Moreover, not all communication channels offer ways to know if a device is online. For instance, in the case of a device relying on HTTP to send telemetries, the notion of being online does not really make sense, because all HTTP calls are spontaneous, and do not maintain a persistent connection.

Consequently, Kamea exposes two different connectivity statuses, computed from different sources.

Connectivity status types

From telemetries

Whether or not a device uses a persistent connection, we can deduce its connectivity status based on the fact that it is sending telemetries. Receiving a telemetry from a device necessarily means that it is online.

Kamea uses the telemetries, regardless of the channel they come from, to provide a connectivity status. As soon as the backend receives a telemetry from a previously offline device, the device will be updated in database to reflect its new connectivity status.
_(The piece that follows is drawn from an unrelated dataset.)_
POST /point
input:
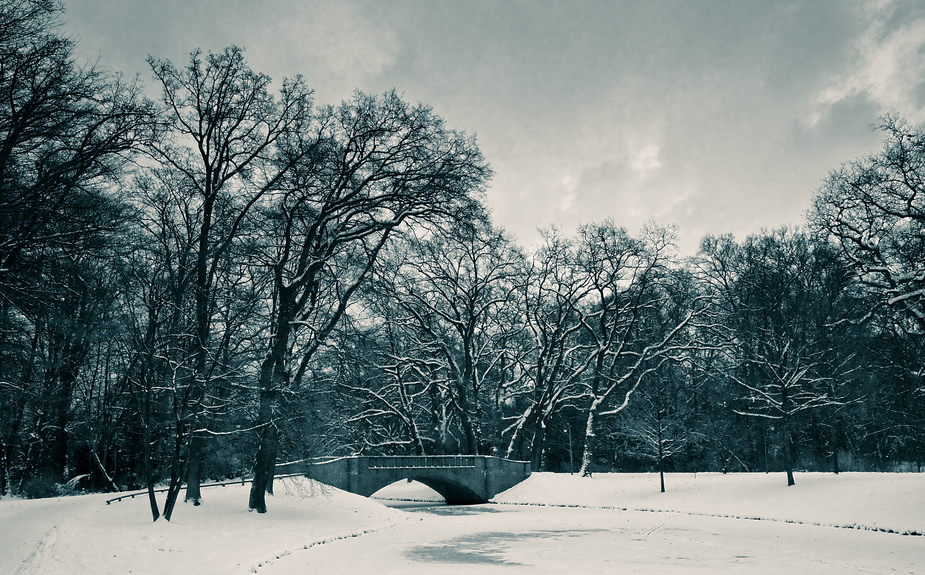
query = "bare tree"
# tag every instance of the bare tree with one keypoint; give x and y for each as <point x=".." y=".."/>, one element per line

The tricky part is defining when it should be considered offline. In Kamea, by default, the device will be considered as offline 30 seconds after having sent its last telemetry. This delay is configurable through the API, and goes up to one year. Setting it to 0 means that the device will never go back to offline mode, even if it never sends another telemetry.

From underlying channel

For all communication channels that provide this feature, Kamea will relay the connectivity status without altering it. This means that Kamea is subject to the same limitations, if any, as the channels.

Here are the limitations of the currently implemented channels:

IoT Hub: connectivity events are delayed up to 60 seconds, as explained in this documentation.

Usage

Kamea does not expose a generic online status. Instead, all known statuses (from telemetries and underlying channels) are exposed to the user. Developers are responsible for creating their own understanding of the connectivity status and have the option to use more than one status.

The reasoning behind this decision is to keep the developers as close to the raw information as possible, to make the most relevant choice depending on the use case. For example, in some cases, a device that is connected to IoT Hub but is not sending any information could mean that there is something wrong with it. In that case, it would be an interpretation error from Kamea to consider the device as online.

Technical details

Telemetries & Redis

Computing the connectivity status from telemetries and saving it into the main SQL database raises an issue: by design, all the ingestion processes must not include the API nor the SQL DB to avoid scalability issues. But in this case, we need to update the DB based on the reception of telemetries. To avoid creating a bottleneck here, a Redis database is used between the ingestion chain and the DB.

When a telemetry is received (by a serverless Azure Function for instance), the ingestion chain writes a key to Redis, with the form <device id>_onlineFromTelemetries, with an arbitrary value (which is irrelevant). A time to live is set on the key, which is the time we have to wait before considering that the device is offline. Every time this key is written over, the time to live is reset.

On the other side, the API opens a subscription to Redis to listen for key space events. A soon as a key is created or expired, it is notified with the key name (without the value). It then reads the device ID from the key, computes the device status from the event type (key is new or expired), and updates the DB based on the device status. Since Redis only sends notification upon the creation of a new key, and not every time it is written, the API is only notified upon a connectivity status change, and not every time a telemetry is sent.

Consequently, the API & DB are still on the ingestion path, but at a much lower and acceptable frequency.

When the delay before considering a device as offline is configured on the API, a key is written to Redis (device:<device ID>) to indicate this delay. The Redis hash set data structure is used here instead of a simple key, since other values will be stored in Redis from the API for the ingestion chain.

When a new telemetry is received, the ingestion chain reads this key. If it's set, its value is used as the TTL for the <device id>_onlineFromTelemetries key. If not, it defaults to 30 seconds.

Redis' data persistence has been enabled in order to allow a reboot without losing any data.